This directory contains the source code for two standalone programs.

ec : The expression compiler which compiles normal expressions into reverse polish notation. You should think of expressions as your high level language and reverse polish notation as your low level language.

rp : The reverse polish machine, which interprets the expression in reverse polish notation. This is given to test your compiler. You can think of this as the machine on which the compiled programs run.

Build these programs using the following make command

make all

The Reverse Polish machine.

The reverse polish assembly language takes a sequence of machine instructions which consists of

  1. A number with an optional sign [+-~]. One can use the ~ sign for negation following the Standard ML convention.

  2. Single character commands p (for printing the top of the stack) s for printing the entire stack and c for clearing the stack.

  3. Line comments starting with the character #.

The executable rp that this repository provides can be used to run a reverse polish script. For example, here is a "machine language program" for rp that illustrates the syntax.

# This is a sample script for rpn
# We compute the answer to life universe and everything

2 40 +ps

Save the above script into a file say test.inp and run it using the command

./rp test.inp

The above program prints 42 (because of the p) followed by [42] (because of the s).

Compilers as tree functions.

The input program to the compiler is a string and the generated executable is also a string. So a compiler is nothing but a string translation function. However, strings are inconvenient to work with and hence programs (in various languages) are represented by trees called the abstract syntax trees (AST for short). Each program written in a language L can be represented uniquely by (labelled) trees and the heart of the compiler is therefore a function that translates from the AST of the source language to the AST of the target language. The ec compiler follows this overall structure. For real compilers, a direct translation like the one mentioned above is often too complicated. Most such compilers transform from the source language Lₛ to Lₜ through a series of intermediate languages Lₛ = I₀,...,Iₙ = Lₜ, each with their own ASTs.

To start the process, there is the front-end of the compiler that converts from the input string to the AST of the source Language Lₛ. This is followed by a series of transformations between the intermediate languages to get an AST of the target language Lₜ. Finally the back-end converts this AST to string.

How to read the source code ?

The expression compiler ec performs a direct translation between the expression language to the reverse polish notation. We suggest the following reading order for the source code.

  1. The ASTs of the source and target language are captured by the SML types Ast.Expr and Machine.Program respectively and are available inside the files ast.sml and machine.sml. Read these files first to understand how one captures the ASTs using standard ML datatypes.

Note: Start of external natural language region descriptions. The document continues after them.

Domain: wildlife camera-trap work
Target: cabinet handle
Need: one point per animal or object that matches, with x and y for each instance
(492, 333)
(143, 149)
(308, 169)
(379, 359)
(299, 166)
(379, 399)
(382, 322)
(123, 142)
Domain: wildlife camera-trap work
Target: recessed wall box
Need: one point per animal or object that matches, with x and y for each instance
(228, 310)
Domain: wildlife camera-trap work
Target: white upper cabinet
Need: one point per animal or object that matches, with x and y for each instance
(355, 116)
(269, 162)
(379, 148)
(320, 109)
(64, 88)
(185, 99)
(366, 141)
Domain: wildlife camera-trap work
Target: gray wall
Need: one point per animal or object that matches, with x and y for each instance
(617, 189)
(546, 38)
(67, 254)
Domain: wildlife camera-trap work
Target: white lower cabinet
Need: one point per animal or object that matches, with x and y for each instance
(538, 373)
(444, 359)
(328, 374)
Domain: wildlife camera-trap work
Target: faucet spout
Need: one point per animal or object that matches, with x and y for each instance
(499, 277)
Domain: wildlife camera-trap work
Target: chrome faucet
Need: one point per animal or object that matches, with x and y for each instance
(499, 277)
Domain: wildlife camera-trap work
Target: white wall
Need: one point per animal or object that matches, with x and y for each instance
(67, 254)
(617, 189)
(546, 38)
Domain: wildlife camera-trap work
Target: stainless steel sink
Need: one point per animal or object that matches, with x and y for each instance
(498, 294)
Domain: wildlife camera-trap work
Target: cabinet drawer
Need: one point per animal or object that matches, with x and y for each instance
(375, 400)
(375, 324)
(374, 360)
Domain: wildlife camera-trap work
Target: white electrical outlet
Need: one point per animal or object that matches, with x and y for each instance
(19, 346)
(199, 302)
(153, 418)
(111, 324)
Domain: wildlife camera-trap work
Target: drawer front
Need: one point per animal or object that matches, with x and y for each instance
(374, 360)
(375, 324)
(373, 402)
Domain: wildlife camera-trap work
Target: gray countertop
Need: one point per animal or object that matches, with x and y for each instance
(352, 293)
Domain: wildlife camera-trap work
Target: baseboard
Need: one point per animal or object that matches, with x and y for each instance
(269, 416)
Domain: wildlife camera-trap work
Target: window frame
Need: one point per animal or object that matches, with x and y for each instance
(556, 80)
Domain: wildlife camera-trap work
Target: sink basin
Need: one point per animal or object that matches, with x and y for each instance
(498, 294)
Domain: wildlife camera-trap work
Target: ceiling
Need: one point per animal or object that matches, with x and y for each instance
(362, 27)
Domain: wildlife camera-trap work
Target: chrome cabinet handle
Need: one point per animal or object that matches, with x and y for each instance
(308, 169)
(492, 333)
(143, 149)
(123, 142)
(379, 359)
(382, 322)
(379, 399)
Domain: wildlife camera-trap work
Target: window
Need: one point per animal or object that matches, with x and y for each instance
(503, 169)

  2. The compiler is thus captured by the SML function compile : Ast.Expr -> Machine.Program and is given in translate.sml file.

  3. The front end is written using tools like mlyacc and mllex which takes the specification of the parser and lexer.

The suggested reading order is therefore ast.sml, machine.sml, and translate.sml. The actual input to the mlyacc and mllex tool is files expr.grm and expr.lex, which you can skip in the first reading.